Announcement

Collapse
No announcement yet.

Rumblings in the Linux Audio World

Collapse
X
  • Filter
  • Time
  • Show
Clear All
new posts

  • #11
    Probably. But on the other hand, that's just a blog. What matters is what you are told on the homepage and during the installation Their *official* statement:

    http://developer.opensound.com/opens...licensing.html

    The source code for Open Sound System is currently avaliable under four different licenses:
    • GPL version 2
    • CDDL
    • BSD
    • Commercial licenses are available from 4Front Technologies for applications and systems that are not compatible with the above open source licenses. Commercial licenses are also available for entities not wishing to use Open Sound System under any of the above open source licenses or who would like to get technical support from 4Front Technologies.
    The GPL source package contains all the operating system ports. The CDDL package contains only the Solaris version and the BSD package only the FreeBSD version (for the time being).

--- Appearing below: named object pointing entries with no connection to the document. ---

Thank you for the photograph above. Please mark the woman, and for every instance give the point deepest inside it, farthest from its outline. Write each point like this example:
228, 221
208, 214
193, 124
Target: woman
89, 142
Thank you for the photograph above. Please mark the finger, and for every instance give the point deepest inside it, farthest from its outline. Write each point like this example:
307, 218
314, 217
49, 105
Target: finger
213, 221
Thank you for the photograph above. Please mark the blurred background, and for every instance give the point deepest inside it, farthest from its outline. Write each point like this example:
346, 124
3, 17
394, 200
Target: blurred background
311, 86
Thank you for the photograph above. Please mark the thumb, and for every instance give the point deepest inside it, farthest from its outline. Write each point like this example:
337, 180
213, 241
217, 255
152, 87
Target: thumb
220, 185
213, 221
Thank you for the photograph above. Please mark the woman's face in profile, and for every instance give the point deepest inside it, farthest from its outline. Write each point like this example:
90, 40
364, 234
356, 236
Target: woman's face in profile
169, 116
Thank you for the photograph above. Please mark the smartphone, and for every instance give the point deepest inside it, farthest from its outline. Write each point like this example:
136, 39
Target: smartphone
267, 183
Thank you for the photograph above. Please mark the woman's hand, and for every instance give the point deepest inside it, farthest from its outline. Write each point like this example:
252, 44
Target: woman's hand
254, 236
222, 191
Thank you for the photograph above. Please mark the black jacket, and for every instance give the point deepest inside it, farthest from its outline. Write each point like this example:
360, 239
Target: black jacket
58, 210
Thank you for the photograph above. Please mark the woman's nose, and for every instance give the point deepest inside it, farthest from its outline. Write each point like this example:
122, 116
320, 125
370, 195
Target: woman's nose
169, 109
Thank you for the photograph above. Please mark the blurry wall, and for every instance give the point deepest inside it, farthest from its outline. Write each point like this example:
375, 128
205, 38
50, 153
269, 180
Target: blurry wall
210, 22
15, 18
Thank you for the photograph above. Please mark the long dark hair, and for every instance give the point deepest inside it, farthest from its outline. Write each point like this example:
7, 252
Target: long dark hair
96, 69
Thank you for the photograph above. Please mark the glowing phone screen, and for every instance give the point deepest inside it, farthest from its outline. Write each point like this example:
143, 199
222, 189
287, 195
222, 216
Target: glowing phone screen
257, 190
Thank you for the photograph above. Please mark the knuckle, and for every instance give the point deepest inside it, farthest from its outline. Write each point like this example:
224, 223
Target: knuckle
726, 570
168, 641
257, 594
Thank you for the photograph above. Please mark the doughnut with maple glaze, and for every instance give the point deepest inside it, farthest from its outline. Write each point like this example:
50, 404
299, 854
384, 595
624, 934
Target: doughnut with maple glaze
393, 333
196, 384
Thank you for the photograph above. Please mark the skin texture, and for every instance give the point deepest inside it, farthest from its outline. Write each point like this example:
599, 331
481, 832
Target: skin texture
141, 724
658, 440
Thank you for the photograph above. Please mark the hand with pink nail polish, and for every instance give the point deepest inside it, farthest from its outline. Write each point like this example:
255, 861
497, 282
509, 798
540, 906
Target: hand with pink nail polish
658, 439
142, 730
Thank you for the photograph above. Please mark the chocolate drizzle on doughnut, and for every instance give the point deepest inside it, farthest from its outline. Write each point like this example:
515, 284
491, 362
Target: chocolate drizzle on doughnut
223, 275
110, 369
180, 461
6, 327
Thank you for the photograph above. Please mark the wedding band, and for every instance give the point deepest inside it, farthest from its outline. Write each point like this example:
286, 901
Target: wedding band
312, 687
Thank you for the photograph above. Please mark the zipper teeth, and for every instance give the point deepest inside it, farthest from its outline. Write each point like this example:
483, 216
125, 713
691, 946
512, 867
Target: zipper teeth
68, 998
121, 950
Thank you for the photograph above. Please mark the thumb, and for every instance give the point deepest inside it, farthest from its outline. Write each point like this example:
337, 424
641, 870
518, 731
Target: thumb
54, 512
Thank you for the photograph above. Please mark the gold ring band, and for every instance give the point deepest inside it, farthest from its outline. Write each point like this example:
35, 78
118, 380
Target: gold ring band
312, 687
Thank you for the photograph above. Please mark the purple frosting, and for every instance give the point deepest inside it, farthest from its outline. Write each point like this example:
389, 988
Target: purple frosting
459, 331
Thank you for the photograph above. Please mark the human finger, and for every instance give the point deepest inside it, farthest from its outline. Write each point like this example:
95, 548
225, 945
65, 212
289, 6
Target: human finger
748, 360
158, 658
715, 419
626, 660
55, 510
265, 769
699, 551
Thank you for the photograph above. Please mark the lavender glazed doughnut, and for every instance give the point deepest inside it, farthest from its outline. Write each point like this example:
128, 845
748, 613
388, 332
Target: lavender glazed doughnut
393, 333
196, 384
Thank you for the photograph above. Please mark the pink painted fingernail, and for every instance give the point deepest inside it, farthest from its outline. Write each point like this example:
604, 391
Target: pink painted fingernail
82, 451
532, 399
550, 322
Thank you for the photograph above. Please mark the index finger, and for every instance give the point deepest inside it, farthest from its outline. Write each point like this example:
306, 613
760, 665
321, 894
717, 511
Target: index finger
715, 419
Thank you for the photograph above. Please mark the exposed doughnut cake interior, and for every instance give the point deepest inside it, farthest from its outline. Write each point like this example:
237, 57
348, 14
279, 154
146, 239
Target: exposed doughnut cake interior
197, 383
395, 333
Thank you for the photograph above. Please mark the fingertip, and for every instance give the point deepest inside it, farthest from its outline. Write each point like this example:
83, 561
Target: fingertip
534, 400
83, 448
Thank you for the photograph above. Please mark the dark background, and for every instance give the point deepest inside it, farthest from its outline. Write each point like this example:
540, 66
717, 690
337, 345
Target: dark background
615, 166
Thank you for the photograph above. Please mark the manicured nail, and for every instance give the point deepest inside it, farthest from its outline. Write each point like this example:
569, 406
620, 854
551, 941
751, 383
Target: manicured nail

    Note that under all the above licensing schemes the copyright owner is 4Front Technologies.
    What this "admin0" dude says on a blog is pretty much irrelevant
    Last edited by RealNC; 06-22-2009, 07:27 AM.

    Comment


    • #12
      Originally posted by RealNC View Post
      Probably. But on the other hand, that's just a blog. What matters is what you are told on the homepage and during the installation Their *official* statement:

      http://developer.opensound.com/opens...licensing.html



      What this "admin0" dude says on a blog is pretty much irrelevant
      Even that page contains a very questionable statement:

      Q: Can I mix OSS files from the packages with different licenses?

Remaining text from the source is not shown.